それぞれさまざまに過去にかかわった親類となった人たちのふるさとへの旅立った。岩手は母親のボーイフレンドの実家,と私の先夫井上ひさしさんの母親の墓参りと親類を訪ねる旅、島根は離婚した父親の実家、京都は父親との親子旅、まあ、混乱しそうな人間関係の中での夏休みを追えて帰ってきた。少し変わったように思う。一生懸命噛み砕いて整理して報告しようとしているようだった。しかし、大人はどうあれ、子供の世界を広げようとする周囲に恵まれたことはすばらしいと思う。

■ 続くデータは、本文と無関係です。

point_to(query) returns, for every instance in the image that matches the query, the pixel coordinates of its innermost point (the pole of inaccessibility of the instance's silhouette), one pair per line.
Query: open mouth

突然大阪人間科学大学の雲井弘幸先生が来訪。子守唄の話をした。うれしい訪問だった。
8月25日〔金〕晴れ
熊本まで。
熊本空港は雷雨。
6時半「子守唄」を原 荘介さんと二人で。
童謡の大場照子さんが飛んできてくださった。大変な激励を受けて原さんと二人大喜び。
事故でお子さんを無くしたお母さんが楽屋にきてくださった。
「もっとだきしめてあげればよかった」と涙。この感想に思わず彼女を抱きしめてしまった。
8月26日(土)晴れ
午前中、熊本菊陽町図書館へ。ここは少女雑誌の特別室がある。
この資料の保存者である村崎修三さんが飛んできてくださり,多くの資料を見せていただいた。「ねんねんころころ浜の石」という子守唄が実は伝承ではなく少女雑誌の子守唄の懸賞に入った作品だというので調べたいという原さんの提案で訪ねたのだが「有った・・・」
とは言うもののこのあたりはどれが正確か分からないでもない。
しかし資料を見て感動、というのはこの子守唄の募集を子供にしていることである。
10代の子供たちが実はすばらしい想像力を持っているということだ。興奮して資料をあさった。

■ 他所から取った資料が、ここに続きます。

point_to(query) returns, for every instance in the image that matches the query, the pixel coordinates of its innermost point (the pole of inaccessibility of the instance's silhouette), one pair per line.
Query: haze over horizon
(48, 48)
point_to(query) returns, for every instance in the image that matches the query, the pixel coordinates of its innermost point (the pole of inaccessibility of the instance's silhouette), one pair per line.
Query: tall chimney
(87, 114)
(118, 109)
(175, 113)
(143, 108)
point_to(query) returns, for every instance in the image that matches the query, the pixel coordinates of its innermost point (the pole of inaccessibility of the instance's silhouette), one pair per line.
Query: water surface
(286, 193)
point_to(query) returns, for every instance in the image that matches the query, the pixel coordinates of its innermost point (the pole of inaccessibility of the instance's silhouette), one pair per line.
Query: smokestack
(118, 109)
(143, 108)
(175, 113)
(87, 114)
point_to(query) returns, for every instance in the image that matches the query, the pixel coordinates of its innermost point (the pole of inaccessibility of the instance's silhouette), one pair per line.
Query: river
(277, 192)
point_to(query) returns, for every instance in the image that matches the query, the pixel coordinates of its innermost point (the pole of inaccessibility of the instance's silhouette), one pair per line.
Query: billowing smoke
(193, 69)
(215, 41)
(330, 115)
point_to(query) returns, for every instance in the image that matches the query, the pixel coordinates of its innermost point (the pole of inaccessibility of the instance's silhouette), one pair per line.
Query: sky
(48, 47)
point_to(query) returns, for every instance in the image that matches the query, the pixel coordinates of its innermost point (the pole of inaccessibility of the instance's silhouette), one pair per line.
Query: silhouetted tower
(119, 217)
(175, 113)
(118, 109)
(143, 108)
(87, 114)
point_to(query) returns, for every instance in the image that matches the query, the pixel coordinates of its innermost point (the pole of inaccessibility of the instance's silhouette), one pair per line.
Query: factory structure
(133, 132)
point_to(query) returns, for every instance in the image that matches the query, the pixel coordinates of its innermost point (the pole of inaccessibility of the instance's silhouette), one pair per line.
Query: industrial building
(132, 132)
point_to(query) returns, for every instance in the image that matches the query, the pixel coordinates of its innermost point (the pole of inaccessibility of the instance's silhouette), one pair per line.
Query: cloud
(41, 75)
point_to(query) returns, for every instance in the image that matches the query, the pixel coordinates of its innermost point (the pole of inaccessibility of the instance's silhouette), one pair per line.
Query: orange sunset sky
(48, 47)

「子守唄」・・・・この大変な仕事に対しての理解がどれほどの人に伝わっているのだろうといつも不安だが、こんな昔から子守唄の運動があったというのは心強い。夕刻帰京。
8月27日(日)晴れ
今日は上野駅「駅コン」ふるさとの唄をお届けする。満員の人だかり。喧騒の上野駅ではて足を止めていただけるのかと不安だったがなんとまあ、多くの方が一緒に一緒に声を合わせてくださるのにびっくり。
やはりDNAの中に入っている唄なのだ。
しかし、熊本と続いたせいかぼんやり。夜事務所にて打ち上げ。